En Tunisie, les salafistes ne sont pas aussi bien représentés et structurés politiquement qu’en Egypte, ils n’ont pas de députés à l’Assemblée constituante par exemple. Leur action consiste d’abord en une politique d’occupation de la rue et du coup d’éclat. On l’a vu avec l’assaut donné sur l’ambassade des Etats-Unis en septembre 2012, ou avec les pressions exercées sur l’université publique de la Manouba pour forcer les étudiantes à porter le niqab. Les salafistes peuvent contribuer ainsi à installer un sentiment d’instabilité et d’insécurité, qui peut peser sur le secteur du tourisme".

 

 

Q-L’attitude d’Ennahda vis-à-vis des salafistes est-elle en train de changer ? Le parti sort-il du double langage?

"Tout d’abord, il faut préciser qu’Ennahda n’est pas un parti salafiste. Son idéologie est plus proche de celle des Frères Musulmans. Rached Ghannouchi et les intellectuels dirigeants du parti sont des opposants aux salafistes.

 

Au départ, la majorité du parti n’a pas souhaité jouer la carte de la répression contre les extrémistes religieux, afin de ne pas reproduire les méthodes de la dictature de Ben Ali, dont les islamistes d’Ennahda avaient eux-mêmes souffert.
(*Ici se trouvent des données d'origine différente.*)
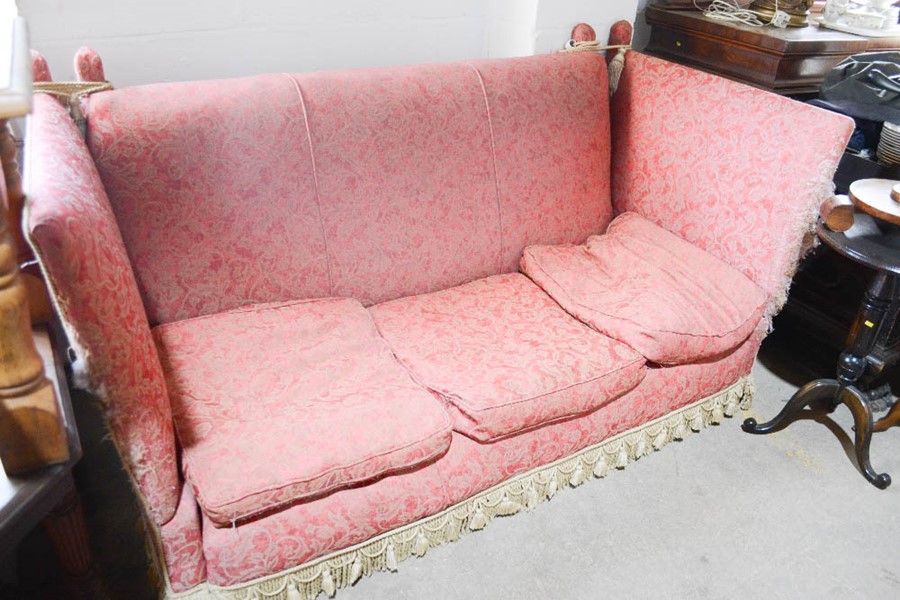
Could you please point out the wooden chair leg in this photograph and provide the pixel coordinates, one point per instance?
(65, 527)
(890, 419)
Le but était de récupérer les salafistes et de les intégrer à Ennahda.

 

Cette stratégie a été un échec et le gouvernement semble aujourd’hui adopter un point de vue réaliste et répressif. La Tunisie est engagée dans un dialogue avec l’Union Européenne et les Etats-Unis, elle ne peut plus se permettre d’être laxiste. Le choix qui est fait est celui de la stabilité du pays contre le désordre.

 

 

Q-Dans ce contexte, peut-on aller vers un affrontement généralisé entre Ennahda et les salafistes ?

"Le gouvernement multipartite, composé également de partis laïques et socialistes, plaide pour une politique sécuritaire répressive face aux salafistes. Cependant, le mouvement Ennahda lui-même est encore divisé sur la question.

 

Certains dans le parti prônent un affrontement direct des militants islamistes contre les salafistes, dans la rue, en-dehors du cadre légal, en les sortant des mosquées par exemple. D’autres, à l’image de Rached Ghannouchi, condamnent les débordements des extrémistes, mais ne souhaitent pas d’action spécifique du parti, laissant le monopole de la répression au gouvernement.

 

Pour le moment, Ennahda n’a pas fait son choix. Avec le risque que les islamistes se retrouvent entraînés à réagir face à des provocations salafistes. La situation échapperait alors au contrôle de l’Etat et l’appareil sécuritaire serait certainement débordé. Le risque d’affrontement généralisé dans le pays deviendrait alors très grand".